Les eaux profondes des océans, comme les eaux de surface, se déplacent et créent des courants marins. Quelles sont les causes de ces courants et quel est leur rôle dans la régulation du climat ?

Le XXe siècle a été marqué par une augmentation de la température moyenne à la surface terrestre de 0,8°C.

Quel est le rôle des océans dans le réchauffement climatique ?
Partie A. Courants océaniques.
1. Expériences préalables. Rôles de la température et de la salinité de l’eau.
Ces expériences sont réalisées au bureau.
Expérience 1.
● On dispose une lampe à incandescence au-dessus de l’une des faces d’une cuve longue remplie d’eau. On attend que l’eau se réchauffe du côté où est placée la lampe.

● On dépose, à la surface de l’eau et du côté opposé à la lampe, un ou plusieurs morceaux de glace de taille convenable.

● On verser une goutte d’encre dans l’eau à proximité de la glace.

● Faire un schéma et noter les observations.
1.1. Préciser dans quel sens s’établit la circulation d’eau (le courant) dans la cuve et comment ce sens est mis en évidence.
1.2. Préciser quelle est la grandeur physique caractéristique de l’eau qui varie en fonction de la température et en déduire une explication du courant s’établissant dans la cuve à l’opposé de la lampe.
Expérience 2
● Une solution d’eau salée est répartie en quantités équivalentes dans deux bechers hauts, numérotés 1 et 2. Une partie de cette eau salée, à laquelle a été ajouté un colorant alimentaire rouge, a été utilisée pour fabriquer des glaçons. On dispose donc de glaçons salés rouges.

● On dispose également de glaçons d’eau douce colorés en bleu.

● De la même eau douce est répartie en quantités équivalentes dans deux bechers hauts, numérotés 3 et 4.

● On dépose un glaçon d’eau douce colorée (bleue) dans le becher 1 et un glaçon d’eau douce colorée (bleue) dans le becher 3.

● On dépose un glaçon d’eau salée colorée (rouge) dans le becher 2 et un glaçon d’eau salée colorée (rouge) dans le becher 4.

● Attendre quelques minutes, faire un schéma annoté et noter les observations effectuées.
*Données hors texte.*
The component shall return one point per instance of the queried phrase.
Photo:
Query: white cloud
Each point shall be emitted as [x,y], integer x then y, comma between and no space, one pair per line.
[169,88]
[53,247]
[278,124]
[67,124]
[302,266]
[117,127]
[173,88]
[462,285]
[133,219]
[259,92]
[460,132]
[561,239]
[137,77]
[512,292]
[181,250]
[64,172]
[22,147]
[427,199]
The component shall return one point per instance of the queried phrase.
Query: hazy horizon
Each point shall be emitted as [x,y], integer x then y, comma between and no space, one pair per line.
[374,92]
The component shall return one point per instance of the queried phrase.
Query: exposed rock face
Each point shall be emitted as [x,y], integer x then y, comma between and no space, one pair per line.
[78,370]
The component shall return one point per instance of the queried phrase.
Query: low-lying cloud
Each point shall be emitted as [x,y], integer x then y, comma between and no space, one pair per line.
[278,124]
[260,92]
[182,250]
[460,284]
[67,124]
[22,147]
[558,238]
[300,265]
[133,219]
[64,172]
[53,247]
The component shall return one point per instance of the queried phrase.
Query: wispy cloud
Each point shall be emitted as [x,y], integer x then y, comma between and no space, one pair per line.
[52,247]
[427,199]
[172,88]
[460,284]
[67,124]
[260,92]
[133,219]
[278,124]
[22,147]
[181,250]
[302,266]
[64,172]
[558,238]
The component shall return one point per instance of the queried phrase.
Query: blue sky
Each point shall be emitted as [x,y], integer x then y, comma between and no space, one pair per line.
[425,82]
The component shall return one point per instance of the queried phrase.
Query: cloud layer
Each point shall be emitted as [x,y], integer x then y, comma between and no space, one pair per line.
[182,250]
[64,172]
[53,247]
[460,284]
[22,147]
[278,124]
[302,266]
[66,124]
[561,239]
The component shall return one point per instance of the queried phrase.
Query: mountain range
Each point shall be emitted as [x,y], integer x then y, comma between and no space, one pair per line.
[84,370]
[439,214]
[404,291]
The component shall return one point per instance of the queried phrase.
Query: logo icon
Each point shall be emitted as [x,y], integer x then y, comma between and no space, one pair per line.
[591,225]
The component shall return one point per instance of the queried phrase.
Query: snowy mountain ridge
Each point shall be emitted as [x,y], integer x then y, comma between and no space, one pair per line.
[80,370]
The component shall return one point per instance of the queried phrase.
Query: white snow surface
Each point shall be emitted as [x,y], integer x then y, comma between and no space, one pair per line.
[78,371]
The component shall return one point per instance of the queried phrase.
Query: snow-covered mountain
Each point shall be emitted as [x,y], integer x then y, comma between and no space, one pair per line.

1.3. Préciser dans quel sens s’établit la circulation d’eau (le courant) dans chaque becher et comment ce sens est mis en évidence.
1.4. Sachant que l’eau froide est plus dense que l’eau chaude et l’eau salée plus dense que l’eau douce, trouver une explication du courant observé dans chaque becher.

2. Analyse et interprétation : la circulation thermohaline.
A l’aide des expériences précédentes et des documents 1 et 2 ci-après :
2.1. Identifier les causes de la ciculation thermohaline et expliquer la signification de l’adjectif « thermohaline ».
2.2. Justifier que la densité de l’eau augmente avec la salinité et que les eaux de surface sont très salées dans les régions polaires.
2.3. En déduire pourquoi les eaux de surface dans l’Atlantique Nord plongent en profondeur.
2.4. Expliquer pourquoi les océans participent très efficacement à une atténuation du déséquilibre thermique entre les différentes régions de la Terre.
2.5. Qu’est-ce que le Gulf Stream  et quelle est sa localisation?

2.6. Rechercher ce qu’est la force de Coriolis. Pour un observateur placé au pôle Nord, la Terre tourne dans le sens trigonométrique (c’est-à-dire d’ouest en est). Expliquer le mouvement vers l’est des eaux chaudes du Gulf Stream.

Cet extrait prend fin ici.